# los alcazares job,property,school



## 1367kevin (Jul 3, 2014)

hi , Im a 34 year old chef from N.I with a fiance and a 10 year old son . I have always dreamed of moving to spain and after a visit to los alcazares we all came to the decision it would be the perfect place for us to live . Im thinking about starting my own business catering for private dinner parties etc but im also looking for work as a chef , im currently working in 1 of n.i best restaurants and my partner is a manager of a small restaurant in our home town (coleraine) . here are a few questions that i hope some of you fine people can help me with 

1. restaurants in the los alcazares area 

2. the average rent for a year long tenancy 

3. schools 

thanks for taking the time to read and hopefully answering my questions


----------



## jojo (Sep 20, 2007)

1367kevin said:


> hi , Im a 34 year old chef from N.I with a fiance and a 10 year old son . I have always dreamed of moving to spain and after a visit to los alcazares we all came to the decision it would be the perfect place for us to live . Im thinking about starting my own business catering for private dinner parties etc but im also looking for work as a chef , im currently working in 1 of n.i best restaurants and my partner is a manager of a small restaurant in our home town (coleraine) . here are a few questions that i hope some of you fine people can help me with
> 
> 1. restaurants in the los alcazares area
> 
> ...



You probably wont get very many positive responses I'm afraid. 

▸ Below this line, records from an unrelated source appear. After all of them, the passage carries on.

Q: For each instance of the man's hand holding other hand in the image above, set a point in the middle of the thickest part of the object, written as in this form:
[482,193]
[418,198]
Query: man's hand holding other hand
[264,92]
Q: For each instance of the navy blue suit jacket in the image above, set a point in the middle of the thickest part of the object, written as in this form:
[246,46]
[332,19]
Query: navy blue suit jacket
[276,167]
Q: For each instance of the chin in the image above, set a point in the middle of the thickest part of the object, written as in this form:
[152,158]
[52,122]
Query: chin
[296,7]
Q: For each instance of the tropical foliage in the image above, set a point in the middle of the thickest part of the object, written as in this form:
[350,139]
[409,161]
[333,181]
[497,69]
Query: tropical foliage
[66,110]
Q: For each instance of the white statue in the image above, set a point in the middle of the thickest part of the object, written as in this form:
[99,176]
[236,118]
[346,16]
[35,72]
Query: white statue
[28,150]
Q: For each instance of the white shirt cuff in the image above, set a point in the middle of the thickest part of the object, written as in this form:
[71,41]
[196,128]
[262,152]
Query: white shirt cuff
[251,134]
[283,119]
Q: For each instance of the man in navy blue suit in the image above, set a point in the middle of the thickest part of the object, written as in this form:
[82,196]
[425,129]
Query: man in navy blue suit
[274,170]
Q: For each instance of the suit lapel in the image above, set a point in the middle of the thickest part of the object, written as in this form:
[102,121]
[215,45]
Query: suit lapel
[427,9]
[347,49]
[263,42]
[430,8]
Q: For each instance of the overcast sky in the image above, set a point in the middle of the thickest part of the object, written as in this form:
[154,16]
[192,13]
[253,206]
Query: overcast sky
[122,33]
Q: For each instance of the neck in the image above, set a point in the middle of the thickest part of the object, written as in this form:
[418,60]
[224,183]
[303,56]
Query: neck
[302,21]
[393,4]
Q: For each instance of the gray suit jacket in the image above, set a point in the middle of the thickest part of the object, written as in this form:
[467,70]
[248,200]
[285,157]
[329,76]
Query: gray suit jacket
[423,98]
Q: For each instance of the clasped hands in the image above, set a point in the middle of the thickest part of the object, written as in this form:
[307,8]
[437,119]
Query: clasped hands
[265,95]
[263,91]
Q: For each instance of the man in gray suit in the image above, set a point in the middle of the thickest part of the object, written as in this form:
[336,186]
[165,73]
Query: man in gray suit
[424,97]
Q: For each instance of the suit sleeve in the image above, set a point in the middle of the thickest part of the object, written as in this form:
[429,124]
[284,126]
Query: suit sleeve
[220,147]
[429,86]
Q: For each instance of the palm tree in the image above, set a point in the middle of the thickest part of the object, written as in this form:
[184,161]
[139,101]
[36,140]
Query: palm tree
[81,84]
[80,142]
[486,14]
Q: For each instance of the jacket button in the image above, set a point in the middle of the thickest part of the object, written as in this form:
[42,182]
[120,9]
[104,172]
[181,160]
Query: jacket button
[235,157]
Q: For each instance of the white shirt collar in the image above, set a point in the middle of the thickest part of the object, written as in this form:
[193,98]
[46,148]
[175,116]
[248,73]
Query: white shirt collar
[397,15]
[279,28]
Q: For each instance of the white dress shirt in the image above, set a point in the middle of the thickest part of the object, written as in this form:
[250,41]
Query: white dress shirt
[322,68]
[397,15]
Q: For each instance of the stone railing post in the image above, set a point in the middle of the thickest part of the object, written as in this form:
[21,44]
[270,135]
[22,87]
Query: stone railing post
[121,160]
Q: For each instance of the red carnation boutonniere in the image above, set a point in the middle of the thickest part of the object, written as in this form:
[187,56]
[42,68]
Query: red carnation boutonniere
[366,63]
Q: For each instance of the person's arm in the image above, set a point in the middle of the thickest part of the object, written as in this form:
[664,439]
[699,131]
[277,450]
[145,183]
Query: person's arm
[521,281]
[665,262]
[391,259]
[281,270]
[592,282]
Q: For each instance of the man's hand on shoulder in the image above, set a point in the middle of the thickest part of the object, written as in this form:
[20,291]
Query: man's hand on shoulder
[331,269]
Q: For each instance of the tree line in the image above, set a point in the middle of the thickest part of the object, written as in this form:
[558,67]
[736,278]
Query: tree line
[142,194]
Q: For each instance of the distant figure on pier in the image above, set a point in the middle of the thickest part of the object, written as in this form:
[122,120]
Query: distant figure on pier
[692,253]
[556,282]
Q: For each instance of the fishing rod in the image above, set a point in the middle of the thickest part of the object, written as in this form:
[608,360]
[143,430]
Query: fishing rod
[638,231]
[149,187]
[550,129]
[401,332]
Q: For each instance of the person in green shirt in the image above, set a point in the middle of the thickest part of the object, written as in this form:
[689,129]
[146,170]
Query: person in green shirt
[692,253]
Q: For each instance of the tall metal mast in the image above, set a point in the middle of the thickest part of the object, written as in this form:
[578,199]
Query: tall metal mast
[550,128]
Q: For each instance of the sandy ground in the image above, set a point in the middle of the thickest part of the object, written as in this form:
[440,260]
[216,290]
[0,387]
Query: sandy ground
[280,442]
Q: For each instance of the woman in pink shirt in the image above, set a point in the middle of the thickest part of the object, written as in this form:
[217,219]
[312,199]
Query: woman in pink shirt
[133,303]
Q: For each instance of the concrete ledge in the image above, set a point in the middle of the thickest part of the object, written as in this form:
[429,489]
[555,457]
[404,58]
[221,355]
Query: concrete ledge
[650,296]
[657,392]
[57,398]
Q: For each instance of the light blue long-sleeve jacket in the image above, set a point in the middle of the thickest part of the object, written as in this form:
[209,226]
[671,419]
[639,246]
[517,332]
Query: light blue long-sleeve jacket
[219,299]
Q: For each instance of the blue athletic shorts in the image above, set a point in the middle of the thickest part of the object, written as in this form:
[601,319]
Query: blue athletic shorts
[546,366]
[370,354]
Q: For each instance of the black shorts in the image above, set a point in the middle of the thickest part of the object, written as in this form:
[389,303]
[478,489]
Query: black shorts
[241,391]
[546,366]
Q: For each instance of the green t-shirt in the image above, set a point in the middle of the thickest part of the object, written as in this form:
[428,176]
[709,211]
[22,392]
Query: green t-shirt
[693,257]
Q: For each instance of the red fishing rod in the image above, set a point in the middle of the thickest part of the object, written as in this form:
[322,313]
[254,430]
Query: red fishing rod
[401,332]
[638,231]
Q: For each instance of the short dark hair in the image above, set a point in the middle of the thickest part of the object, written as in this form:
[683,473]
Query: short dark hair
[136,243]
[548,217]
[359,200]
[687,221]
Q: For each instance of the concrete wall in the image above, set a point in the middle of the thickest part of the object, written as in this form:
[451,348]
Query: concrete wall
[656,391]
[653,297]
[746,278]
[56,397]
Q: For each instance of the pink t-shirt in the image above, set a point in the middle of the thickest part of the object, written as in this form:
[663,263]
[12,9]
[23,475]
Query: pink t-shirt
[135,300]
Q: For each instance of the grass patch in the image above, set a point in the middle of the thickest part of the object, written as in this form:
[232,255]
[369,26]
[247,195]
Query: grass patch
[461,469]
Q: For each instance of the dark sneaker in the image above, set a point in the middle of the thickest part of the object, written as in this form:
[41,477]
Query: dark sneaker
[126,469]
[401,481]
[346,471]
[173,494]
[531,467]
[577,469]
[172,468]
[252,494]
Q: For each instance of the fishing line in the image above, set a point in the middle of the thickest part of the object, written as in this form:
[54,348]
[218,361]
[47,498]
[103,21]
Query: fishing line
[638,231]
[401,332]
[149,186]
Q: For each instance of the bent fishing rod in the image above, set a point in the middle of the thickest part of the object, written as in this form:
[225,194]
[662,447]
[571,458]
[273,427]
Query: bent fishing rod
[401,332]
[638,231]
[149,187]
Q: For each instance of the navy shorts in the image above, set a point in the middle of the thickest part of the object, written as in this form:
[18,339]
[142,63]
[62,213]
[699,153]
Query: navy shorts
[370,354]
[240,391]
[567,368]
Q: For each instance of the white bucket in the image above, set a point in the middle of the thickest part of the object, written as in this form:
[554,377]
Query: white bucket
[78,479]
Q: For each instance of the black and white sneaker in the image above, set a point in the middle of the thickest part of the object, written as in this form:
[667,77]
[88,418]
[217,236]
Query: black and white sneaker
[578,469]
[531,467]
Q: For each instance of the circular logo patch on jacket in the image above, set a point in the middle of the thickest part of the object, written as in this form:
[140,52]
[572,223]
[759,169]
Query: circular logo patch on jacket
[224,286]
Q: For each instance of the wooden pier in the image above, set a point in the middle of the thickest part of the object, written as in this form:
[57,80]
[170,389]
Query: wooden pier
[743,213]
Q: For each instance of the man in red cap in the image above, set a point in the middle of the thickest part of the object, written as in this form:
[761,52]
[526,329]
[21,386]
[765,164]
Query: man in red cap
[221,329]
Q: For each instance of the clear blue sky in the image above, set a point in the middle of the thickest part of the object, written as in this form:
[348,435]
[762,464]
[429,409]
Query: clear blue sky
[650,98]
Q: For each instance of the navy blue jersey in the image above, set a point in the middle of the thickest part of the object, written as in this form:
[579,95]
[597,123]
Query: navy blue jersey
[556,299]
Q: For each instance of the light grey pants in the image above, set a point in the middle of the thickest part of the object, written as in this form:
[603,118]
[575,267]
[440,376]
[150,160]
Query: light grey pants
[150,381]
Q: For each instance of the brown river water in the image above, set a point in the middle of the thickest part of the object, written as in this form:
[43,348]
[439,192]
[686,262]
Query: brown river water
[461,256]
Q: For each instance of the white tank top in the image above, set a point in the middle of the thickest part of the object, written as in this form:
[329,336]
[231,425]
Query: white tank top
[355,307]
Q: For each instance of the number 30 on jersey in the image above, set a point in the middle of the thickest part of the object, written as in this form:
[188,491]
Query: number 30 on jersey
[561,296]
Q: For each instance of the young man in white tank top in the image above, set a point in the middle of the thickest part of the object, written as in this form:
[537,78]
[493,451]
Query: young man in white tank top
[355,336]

I think you need to have a good look thru the forum. Employment is a huge problem and to be able to claim health cover and become a resident you will need an employment contract. Starting your own business means you'll need to pay autonomo. Your sons age means that really he'd be better off in an international school. Tenancy is cheaper than the UK, but then if you're lucky enough to gain employment, the wages will be a lot less. 

Jo xxx


----------